The Danny Jordaan led South Africa Football Association (SAFA) delivered what appears to be the slap in the face of the rest of the continent as CAF was counting on the total support of Africa for the World Cup to come to the continent again.
But South Africa, the country that got the support of the continent, turned its back on the support they got from Africa by snubbing Morocco to give the USA the chance.
They are among ten African countries that did not vote for Morocco.
In a long-anticipated vote on Wednesday, the joint bid of the U.S., Mexico and Canada defeated Morocco, its only challenger, as more than 200 national soccer federations cast their ballots to cap FIFA's annual Congress.
The three-nation bid captured 134 votes with Morocco earning 65.
"This is an incredible, and incredibly important, moment for soccer in North America and beyond," said Carlos Cordeiro, the president of U.S. Soccer.
Figuring Morocco was likely to get most of the support in Africa, the North American bid focused on shoring up the Western Hemisphere and then targeted federations in Asia and Europe to push it over the top.
Morocco was always the outsider to win but any chances of success were hit hard by FIFA's evaluation report, published on June 1, which heavily favored the United Bid.
The United States, Canada and Mexico scored 402 out of a possible 500, while Morocco received only 275, largely due to lack of infrastructure, and factored in Moroccan officials' admission that almost $16 billion was required for the necessary development across the country.
The same FIFA report also confirmed Morocco did not disclose its anti-LGBT laws when the respective campaigns had their human rights policies evaluated.
The 2026 tournament will feature an expanded field of 48 teams -- as opposed to recent editions having 32 -- and will mark the first time in FIFA's history that a three-nation bid has been awarded the showpiece event.
The joint bid's plans call for 60 of the 80 games to be played in the United States -- including all matches from the quarterfinals onward -- while Canada and Mexico host 10 apiece.

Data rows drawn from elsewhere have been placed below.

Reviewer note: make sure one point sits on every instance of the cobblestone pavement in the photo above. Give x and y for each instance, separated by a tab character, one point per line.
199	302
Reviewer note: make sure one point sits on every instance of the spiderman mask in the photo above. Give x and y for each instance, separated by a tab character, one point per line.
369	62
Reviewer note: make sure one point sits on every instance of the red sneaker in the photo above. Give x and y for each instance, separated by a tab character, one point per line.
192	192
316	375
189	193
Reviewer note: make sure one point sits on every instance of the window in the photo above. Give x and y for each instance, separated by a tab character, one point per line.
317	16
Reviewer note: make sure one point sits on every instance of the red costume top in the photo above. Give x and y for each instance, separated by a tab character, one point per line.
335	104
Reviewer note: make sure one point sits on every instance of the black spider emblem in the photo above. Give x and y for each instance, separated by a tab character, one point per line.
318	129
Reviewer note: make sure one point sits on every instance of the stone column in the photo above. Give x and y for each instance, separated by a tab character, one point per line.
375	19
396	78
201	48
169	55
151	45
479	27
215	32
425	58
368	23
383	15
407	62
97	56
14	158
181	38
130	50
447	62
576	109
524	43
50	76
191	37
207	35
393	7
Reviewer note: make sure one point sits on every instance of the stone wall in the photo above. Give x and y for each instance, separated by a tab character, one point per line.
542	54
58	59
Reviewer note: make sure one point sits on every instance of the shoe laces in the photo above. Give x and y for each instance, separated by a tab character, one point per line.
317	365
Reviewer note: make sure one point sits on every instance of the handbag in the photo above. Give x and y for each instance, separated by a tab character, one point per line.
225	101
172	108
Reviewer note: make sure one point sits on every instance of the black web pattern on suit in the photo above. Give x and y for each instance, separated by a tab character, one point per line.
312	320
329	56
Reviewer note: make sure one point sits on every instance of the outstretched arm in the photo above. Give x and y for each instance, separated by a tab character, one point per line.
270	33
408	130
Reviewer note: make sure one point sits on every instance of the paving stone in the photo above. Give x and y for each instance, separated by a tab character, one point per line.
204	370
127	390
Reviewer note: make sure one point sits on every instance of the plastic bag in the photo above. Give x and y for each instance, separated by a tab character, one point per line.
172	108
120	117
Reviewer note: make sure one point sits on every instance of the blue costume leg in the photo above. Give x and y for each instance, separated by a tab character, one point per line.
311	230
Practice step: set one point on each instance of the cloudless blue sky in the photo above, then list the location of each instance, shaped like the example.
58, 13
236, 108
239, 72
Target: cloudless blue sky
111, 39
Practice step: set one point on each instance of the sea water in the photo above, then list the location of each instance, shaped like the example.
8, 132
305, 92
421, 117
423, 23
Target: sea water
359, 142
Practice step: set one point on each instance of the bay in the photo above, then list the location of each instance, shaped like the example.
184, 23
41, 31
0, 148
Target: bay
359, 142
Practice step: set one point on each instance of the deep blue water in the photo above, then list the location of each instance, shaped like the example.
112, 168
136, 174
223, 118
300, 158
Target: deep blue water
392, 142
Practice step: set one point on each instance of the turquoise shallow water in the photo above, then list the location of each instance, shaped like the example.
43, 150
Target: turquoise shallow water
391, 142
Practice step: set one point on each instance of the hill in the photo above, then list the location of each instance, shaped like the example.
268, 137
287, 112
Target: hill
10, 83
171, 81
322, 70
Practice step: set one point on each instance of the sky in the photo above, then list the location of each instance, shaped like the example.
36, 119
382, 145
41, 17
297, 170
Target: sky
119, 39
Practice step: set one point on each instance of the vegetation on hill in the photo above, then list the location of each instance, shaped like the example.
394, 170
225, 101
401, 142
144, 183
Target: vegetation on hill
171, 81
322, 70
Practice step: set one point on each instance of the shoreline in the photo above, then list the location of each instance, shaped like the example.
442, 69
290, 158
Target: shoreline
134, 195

The final is expected to be played at MetLife Stadium, just outside New York.
The tournament will be the first World Cup in the United States since 1994, and bid organizers frequently highlighted the importance of hosting a World Cup as a way to mark and push on the ever-growing rise of the sport in the U.S.
In meetings with other federations, the United Bid did have to answer questions and address concerns about the political situation in the United States -- much of it having to do with policies regarding foreigners put in place by U.S. President Donald Trump -- but largely played to its obvious strengths: money and infrastructure.
Bringing the World Cup to North America would produce staggering revenues of $14 billion, the bid predicted, and could mean as much as $50 million more in distributions to each member nation.
Much of that, of course, comes from the well-established economy and corporate structure in the United States, which is already set up to handle all aspects of a massive event like a World Cup.